RFI : Ce qui montre que le travail de restauration a beaucoup évolué…
J.L. : … aussi bien dans les moyens scientifiques – laser, gel - dont disposent les restaurateurs, que ceux dont disposent les laboratoires pour l’analyse des œuvres avant la restauration, avec les radiographies, la photographie infrarouge, etc.
RFI : Comment devient-on restaurateur ou restauratrice ?

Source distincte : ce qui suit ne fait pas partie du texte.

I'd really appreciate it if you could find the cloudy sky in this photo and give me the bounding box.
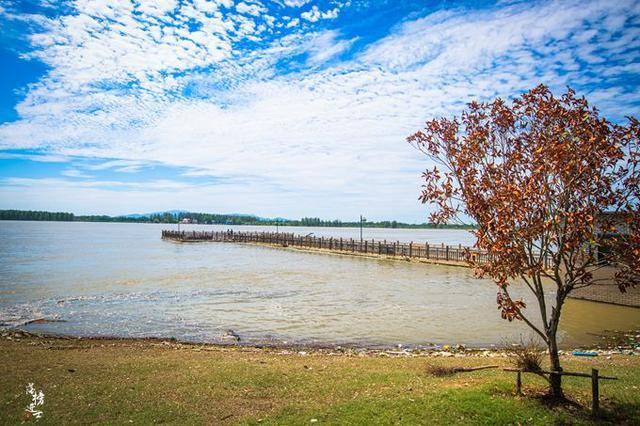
[0,0,639,221]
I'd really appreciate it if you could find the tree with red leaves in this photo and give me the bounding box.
[408,85,639,398]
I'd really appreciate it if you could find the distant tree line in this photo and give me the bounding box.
[0,209,474,229]
[0,210,75,222]
[169,212,263,225]
[292,217,471,229]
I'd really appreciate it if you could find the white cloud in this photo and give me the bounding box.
[235,2,266,16]
[0,152,69,163]
[135,0,179,16]
[284,0,311,7]
[301,5,340,22]
[286,17,299,27]
[192,0,221,14]
[20,0,276,97]
[85,159,147,172]
[2,177,195,191]
[320,7,339,19]
[304,30,355,65]
[60,168,93,178]
[1,0,639,220]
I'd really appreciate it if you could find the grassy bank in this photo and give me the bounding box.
[2,334,640,425]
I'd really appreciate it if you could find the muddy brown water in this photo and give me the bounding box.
[1,221,638,348]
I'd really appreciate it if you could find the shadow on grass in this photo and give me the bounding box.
[597,400,640,425]
[494,387,640,424]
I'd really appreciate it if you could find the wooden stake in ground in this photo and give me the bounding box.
[592,368,599,417]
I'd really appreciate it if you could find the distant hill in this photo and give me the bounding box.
[123,210,187,219]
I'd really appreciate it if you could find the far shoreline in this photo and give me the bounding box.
[0,217,477,231]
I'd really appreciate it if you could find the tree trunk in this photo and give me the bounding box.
[548,334,564,398]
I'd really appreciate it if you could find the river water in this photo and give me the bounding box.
[1,221,638,348]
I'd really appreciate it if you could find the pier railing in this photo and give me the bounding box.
[162,229,551,267]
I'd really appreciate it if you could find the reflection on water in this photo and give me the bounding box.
[0,221,638,348]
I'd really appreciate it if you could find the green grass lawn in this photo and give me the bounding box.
[2,336,639,425]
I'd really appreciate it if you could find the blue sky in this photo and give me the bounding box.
[0,0,639,221]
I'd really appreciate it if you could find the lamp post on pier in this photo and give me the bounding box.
[360,215,366,243]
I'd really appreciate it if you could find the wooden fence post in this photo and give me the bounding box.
[592,368,599,416]
[409,242,413,257]
[516,371,522,395]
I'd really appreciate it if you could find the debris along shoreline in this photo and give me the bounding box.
[2,328,638,358]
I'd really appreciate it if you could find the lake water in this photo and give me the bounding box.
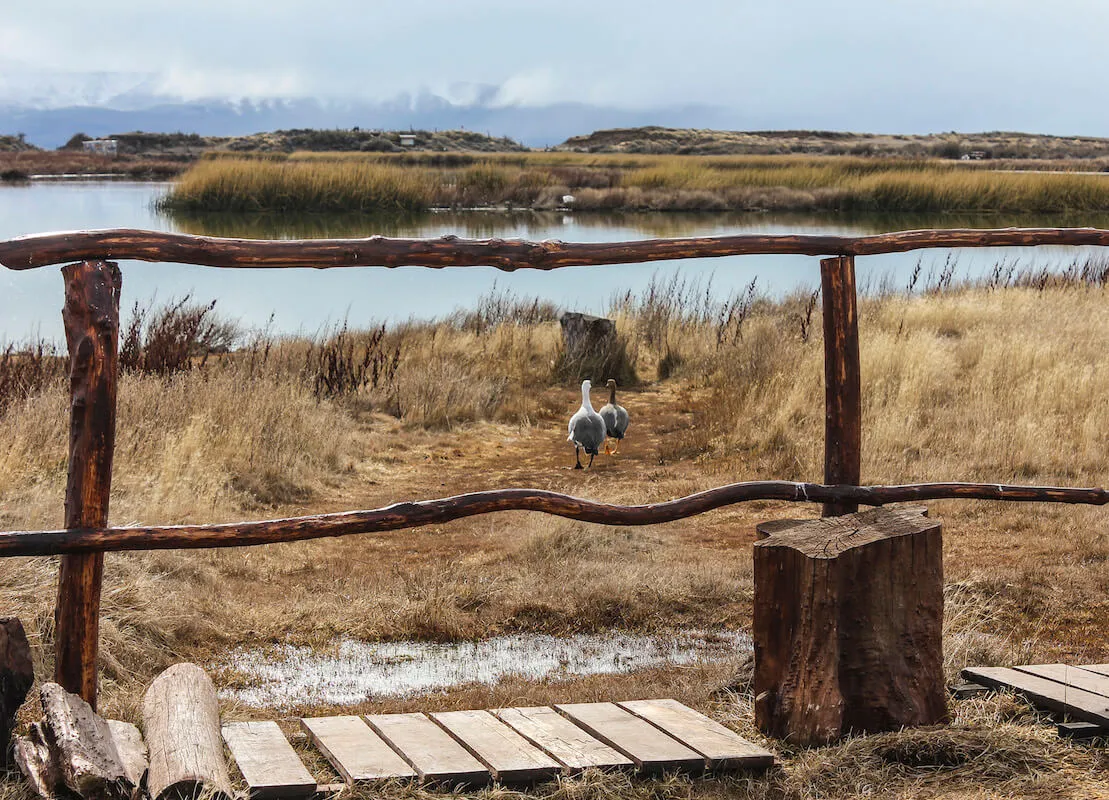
[4,180,1109,342]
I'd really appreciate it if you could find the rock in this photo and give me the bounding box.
[556,312,634,385]
[0,617,34,766]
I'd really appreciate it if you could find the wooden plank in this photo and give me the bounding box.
[222,722,315,798]
[429,710,560,783]
[949,682,990,700]
[554,703,704,774]
[1080,664,1109,678]
[1057,721,1106,740]
[494,707,632,774]
[365,713,489,787]
[962,666,1109,726]
[618,699,773,771]
[299,716,415,784]
[1014,664,1109,699]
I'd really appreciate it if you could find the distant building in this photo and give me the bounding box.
[82,139,118,157]
[399,134,416,147]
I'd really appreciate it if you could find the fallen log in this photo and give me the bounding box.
[144,663,231,800]
[14,723,58,800]
[107,720,147,799]
[37,683,132,800]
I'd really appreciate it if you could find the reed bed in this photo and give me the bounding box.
[161,152,1109,214]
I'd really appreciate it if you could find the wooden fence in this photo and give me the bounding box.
[1,226,1108,709]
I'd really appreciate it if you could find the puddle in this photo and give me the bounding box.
[220,630,751,708]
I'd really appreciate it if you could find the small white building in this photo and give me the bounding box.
[399,134,416,147]
[82,139,118,157]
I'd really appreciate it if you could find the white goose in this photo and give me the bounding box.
[567,379,607,470]
[599,379,629,454]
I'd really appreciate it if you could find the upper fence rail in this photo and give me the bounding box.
[4,226,1109,270]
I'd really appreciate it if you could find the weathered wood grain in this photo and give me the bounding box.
[0,481,1104,557]
[7,227,1109,270]
[299,716,415,784]
[364,713,489,787]
[753,508,947,746]
[554,703,705,774]
[756,506,928,539]
[143,663,232,800]
[55,260,121,708]
[962,666,1109,726]
[617,699,774,771]
[493,706,632,774]
[106,721,147,800]
[14,722,58,800]
[1013,664,1109,699]
[430,710,561,783]
[38,682,132,800]
[1080,664,1109,678]
[223,721,316,797]
[820,256,861,516]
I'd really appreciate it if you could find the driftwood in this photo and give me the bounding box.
[14,684,147,800]
[5,227,1109,270]
[14,723,58,799]
[55,260,121,708]
[143,663,231,800]
[106,721,148,799]
[753,507,947,746]
[31,683,132,800]
[0,481,1102,558]
[0,617,34,765]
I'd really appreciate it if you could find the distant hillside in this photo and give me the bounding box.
[0,134,38,152]
[56,128,528,156]
[222,128,528,153]
[558,126,1109,159]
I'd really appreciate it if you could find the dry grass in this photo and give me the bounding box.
[160,152,1109,214]
[0,150,186,180]
[2,280,1109,798]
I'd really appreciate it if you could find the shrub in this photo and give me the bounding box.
[120,296,240,376]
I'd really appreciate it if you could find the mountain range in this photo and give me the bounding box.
[0,80,744,149]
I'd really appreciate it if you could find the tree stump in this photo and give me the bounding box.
[752,506,947,747]
[556,312,633,384]
[0,617,34,766]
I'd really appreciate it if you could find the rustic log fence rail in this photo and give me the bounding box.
[1,225,1108,709]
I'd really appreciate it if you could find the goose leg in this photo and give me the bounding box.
[604,438,613,455]
[587,451,596,469]
[611,439,620,455]
[574,446,583,470]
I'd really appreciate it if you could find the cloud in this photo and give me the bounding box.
[4,0,1109,134]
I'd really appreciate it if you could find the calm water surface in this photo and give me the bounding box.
[220,629,750,708]
[4,181,1109,342]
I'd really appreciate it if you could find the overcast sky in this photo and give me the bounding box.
[4,0,1109,135]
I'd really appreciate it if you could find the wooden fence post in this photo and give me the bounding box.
[820,256,861,517]
[55,260,121,709]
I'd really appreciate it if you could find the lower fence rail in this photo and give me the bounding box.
[1,480,1106,558]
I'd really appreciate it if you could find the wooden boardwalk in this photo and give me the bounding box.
[962,663,1109,735]
[222,700,775,796]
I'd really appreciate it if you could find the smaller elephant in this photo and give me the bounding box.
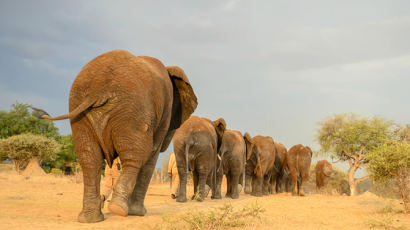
[268,142,288,194]
[244,134,276,197]
[172,116,226,202]
[286,144,312,196]
[215,130,246,199]
[315,160,332,192]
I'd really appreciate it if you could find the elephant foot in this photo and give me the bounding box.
[78,209,104,223]
[244,187,252,194]
[128,204,147,216]
[196,196,204,202]
[230,193,239,199]
[237,185,243,193]
[204,184,211,197]
[251,191,262,197]
[299,190,305,196]
[292,192,298,196]
[108,202,128,217]
[212,194,222,199]
[177,196,187,203]
[225,192,232,198]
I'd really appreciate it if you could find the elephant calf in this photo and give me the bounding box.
[244,133,276,196]
[286,144,312,196]
[214,130,246,199]
[315,160,332,192]
[173,116,226,202]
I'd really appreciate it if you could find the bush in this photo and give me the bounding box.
[159,202,265,230]
[0,133,61,172]
[367,140,410,213]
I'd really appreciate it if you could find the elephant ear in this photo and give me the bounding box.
[167,66,198,129]
[305,146,313,157]
[243,132,254,161]
[212,118,226,139]
[212,118,226,152]
[160,66,197,152]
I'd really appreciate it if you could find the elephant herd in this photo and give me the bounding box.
[36,50,332,223]
[172,115,317,202]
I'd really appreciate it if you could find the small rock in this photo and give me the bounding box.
[57,193,63,195]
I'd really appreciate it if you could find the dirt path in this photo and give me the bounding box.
[0,165,408,230]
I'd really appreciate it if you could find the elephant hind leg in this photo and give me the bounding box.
[73,122,104,223]
[109,132,153,217]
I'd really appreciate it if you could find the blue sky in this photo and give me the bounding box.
[1,1,409,175]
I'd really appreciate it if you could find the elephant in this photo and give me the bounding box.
[243,133,277,196]
[172,116,226,202]
[286,144,312,196]
[33,50,198,222]
[214,130,246,199]
[315,160,332,192]
[268,142,288,194]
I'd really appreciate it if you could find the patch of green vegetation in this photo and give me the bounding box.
[158,202,265,230]
[366,214,408,230]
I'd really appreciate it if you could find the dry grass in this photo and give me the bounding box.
[0,163,409,230]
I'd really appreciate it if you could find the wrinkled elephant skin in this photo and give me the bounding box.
[36,50,198,222]
[315,160,332,192]
[173,116,226,202]
[287,144,312,196]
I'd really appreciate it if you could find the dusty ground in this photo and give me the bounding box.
[0,164,408,230]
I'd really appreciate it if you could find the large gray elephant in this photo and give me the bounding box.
[172,116,226,202]
[243,134,276,196]
[214,130,246,199]
[286,144,312,196]
[33,50,198,222]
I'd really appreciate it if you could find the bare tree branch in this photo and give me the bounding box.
[355,175,369,185]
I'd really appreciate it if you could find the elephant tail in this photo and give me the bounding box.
[32,98,97,121]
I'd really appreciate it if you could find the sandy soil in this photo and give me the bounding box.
[0,164,408,230]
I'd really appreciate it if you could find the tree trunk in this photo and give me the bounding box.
[13,159,21,174]
[348,166,357,196]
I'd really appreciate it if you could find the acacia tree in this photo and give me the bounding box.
[0,133,61,173]
[395,124,410,143]
[367,140,410,213]
[316,113,392,196]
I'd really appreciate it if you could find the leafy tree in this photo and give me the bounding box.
[0,133,61,173]
[0,102,59,139]
[316,113,392,196]
[394,124,410,143]
[366,140,410,213]
[42,134,77,173]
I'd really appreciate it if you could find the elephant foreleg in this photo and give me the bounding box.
[244,174,252,194]
[262,174,270,195]
[290,171,298,196]
[251,175,263,197]
[230,173,240,199]
[127,149,160,216]
[226,173,232,198]
[212,170,223,199]
[196,173,208,202]
[109,133,152,216]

J.L. : En fait, c’est très personnel : chacun a un parcours très différent. Beaucoup aujourd’hui ont fait des études d’histoire de l’art, à l’université ou à l’école du Louvre. Il faut bien sûr avoir des compétences artistiques, savoir dessiner, parce qu’en fait ce qui compte, à mon avis, et que j’essaye d’apprendre à mes étudiants, ce ne sont pas tant les techniques de restauration – qu’il faut connaître bien sûr – c’est le regard, pour apprendre où s’arrêter, ou arrêter son geste de restauration. Il faut avoir un regard très sensible parce que les moyens de restauration évoluent et comme les restaurateurs ne peuvent pas tout apprendre, surtout en sculpture, c’est la qualité du regard qui importe.
RFI : quel a été votre parcours personnel ?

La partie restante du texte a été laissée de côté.